The Direct Marketing Association laid off nearly two dozen individuals on Monday, including several high-level employees. Outside estimates range from 18 to 21 workers.
According to sources, the organization’s marketing department has been decimated, with any marketing employee at or above the director level having lost his or her job. The cuts also include several individuals within the conferences division.
Asked about the layoffs, the DMA issued the following statement: “Like so many prudent businesses, DMA is restructuring to ride out the current economic situation ensuring we remain strong and capable of continuing to provide outstanding service to our members and customers well into the future. As we proceed, it is our hope that the restructuring will be seamless to members. It is our intent to enhance our members’ DMA experiences, build upon our strengths and continue to improve and deepen the value of DMA to the growing direct marketing community. It would be inappropriate to discuss individuals affected by this restructuring. We’ll have no further comment.”

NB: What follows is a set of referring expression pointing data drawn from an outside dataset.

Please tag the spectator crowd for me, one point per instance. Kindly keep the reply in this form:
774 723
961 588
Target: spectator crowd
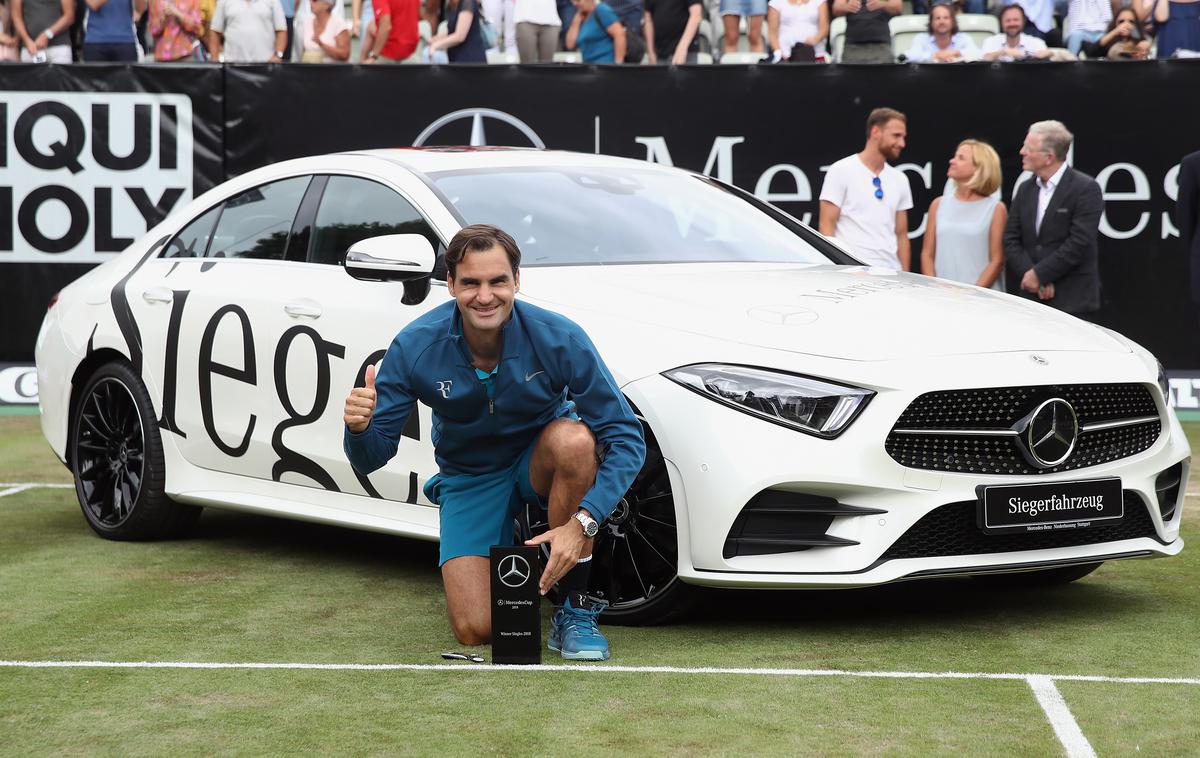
1047 245
600 31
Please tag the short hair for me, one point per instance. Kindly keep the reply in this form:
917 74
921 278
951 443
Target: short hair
954 17
478 239
987 178
1025 18
1054 136
880 116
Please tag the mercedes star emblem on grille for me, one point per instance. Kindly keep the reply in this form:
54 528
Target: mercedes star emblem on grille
1048 434
514 571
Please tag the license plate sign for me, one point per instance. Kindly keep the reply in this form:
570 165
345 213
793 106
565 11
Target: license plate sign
1005 509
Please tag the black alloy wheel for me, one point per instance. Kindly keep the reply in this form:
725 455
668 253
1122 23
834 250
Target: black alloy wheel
118 463
635 557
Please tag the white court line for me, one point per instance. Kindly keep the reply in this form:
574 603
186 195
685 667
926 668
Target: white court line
1061 719
595 668
1065 726
29 485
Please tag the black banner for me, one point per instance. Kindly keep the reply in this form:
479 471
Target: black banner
771 130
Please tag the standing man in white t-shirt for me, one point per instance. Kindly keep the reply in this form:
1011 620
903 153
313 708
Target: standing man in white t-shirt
864 202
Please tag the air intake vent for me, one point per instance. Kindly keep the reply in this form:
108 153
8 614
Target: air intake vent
777 521
1167 487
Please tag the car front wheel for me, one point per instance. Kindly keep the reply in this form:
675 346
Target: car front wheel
1045 577
118 463
635 557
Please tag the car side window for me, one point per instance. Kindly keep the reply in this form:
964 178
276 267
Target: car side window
355 209
193 239
257 222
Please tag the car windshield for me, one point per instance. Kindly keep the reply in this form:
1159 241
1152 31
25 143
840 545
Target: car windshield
587 216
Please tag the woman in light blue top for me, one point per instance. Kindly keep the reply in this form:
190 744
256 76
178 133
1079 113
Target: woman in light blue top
943 43
965 235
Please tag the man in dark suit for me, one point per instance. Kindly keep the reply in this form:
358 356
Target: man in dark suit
1187 216
1050 240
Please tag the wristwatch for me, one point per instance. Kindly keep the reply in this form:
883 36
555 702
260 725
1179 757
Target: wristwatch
591 527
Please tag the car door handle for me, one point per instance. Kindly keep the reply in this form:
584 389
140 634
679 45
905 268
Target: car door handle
157 294
303 311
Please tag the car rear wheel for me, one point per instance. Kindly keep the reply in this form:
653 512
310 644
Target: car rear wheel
118 463
1045 577
635 555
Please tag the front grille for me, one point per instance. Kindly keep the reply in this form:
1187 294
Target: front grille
953 530
949 423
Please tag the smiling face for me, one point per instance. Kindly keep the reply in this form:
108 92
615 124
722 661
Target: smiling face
1012 20
889 138
941 19
484 284
1126 19
963 166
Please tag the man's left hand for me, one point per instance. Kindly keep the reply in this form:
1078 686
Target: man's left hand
567 545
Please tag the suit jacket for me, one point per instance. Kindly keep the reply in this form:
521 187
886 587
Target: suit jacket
1063 252
1187 217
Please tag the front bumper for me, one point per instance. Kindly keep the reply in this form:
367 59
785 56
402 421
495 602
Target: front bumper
721 458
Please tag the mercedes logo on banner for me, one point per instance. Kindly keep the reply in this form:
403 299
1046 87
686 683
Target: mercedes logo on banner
478 134
514 571
1048 434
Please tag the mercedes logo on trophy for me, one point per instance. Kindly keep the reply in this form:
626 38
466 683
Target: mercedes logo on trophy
516 605
514 571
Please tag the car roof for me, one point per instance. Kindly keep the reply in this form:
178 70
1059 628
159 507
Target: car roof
433 160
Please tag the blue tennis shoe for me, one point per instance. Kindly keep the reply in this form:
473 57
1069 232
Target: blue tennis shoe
574 630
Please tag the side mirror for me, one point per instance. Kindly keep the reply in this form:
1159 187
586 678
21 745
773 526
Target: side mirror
390 258
406 258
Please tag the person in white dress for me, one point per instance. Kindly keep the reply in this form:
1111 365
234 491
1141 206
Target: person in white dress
965 234
797 22
943 43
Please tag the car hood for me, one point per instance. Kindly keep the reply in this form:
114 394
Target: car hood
845 312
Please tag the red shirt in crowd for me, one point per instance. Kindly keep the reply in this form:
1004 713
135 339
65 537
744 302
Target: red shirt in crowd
402 40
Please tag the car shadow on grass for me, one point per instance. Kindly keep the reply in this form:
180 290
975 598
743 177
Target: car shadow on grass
918 602
321 543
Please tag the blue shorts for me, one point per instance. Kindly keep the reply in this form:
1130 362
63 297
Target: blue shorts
743 7
477 511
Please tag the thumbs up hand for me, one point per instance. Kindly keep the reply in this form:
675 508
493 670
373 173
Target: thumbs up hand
360 404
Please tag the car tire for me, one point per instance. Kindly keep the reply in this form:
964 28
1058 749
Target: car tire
1045 577
635 557
118 463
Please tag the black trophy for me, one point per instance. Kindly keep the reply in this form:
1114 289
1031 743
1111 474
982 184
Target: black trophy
516 605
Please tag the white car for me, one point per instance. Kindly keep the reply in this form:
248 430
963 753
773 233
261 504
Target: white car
810 421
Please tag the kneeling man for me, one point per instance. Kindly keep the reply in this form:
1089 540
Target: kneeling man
523 411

Among the employees reportedly let go were Leslie J. Benjamin, director of education and event marketing; Douglas Berger, director of member communications; James F. Conway, vice president and counsel for corporate and social responsibility; Peter Johnson, VP and senior economist for strategy, analysis and planning; Alan P. Kuritsky, senior VP of sales and marketing; Charles A. Prescott, VP of global development; and Marci Silverman, director of membership and research marketing.
Industry guesstimates put the DMA’s pre-layoff staff level at around 120 people. In another development, the DMA has apparently suspended its daily member newsletter 3D.
The cuts follow a round of distressing financial news for the organization. Between 2007 and 2008, the DMA’s revenue dropped from $39.7 million to just over $39 million – and as its financial year ends on June 30, those figures do not include results from the most recent annual conference, which casual observers described as lightly attended.
Much of the revenue drop came from falloff in meetings and conferences, as well as in its educational services and research and strategic information. Its losses in these areas were partly offset by gains from its new Mail Moves America program.
In contrast, the company’s expenses, which as of June 30 totaled $29.5 million, were on par with those for 2007.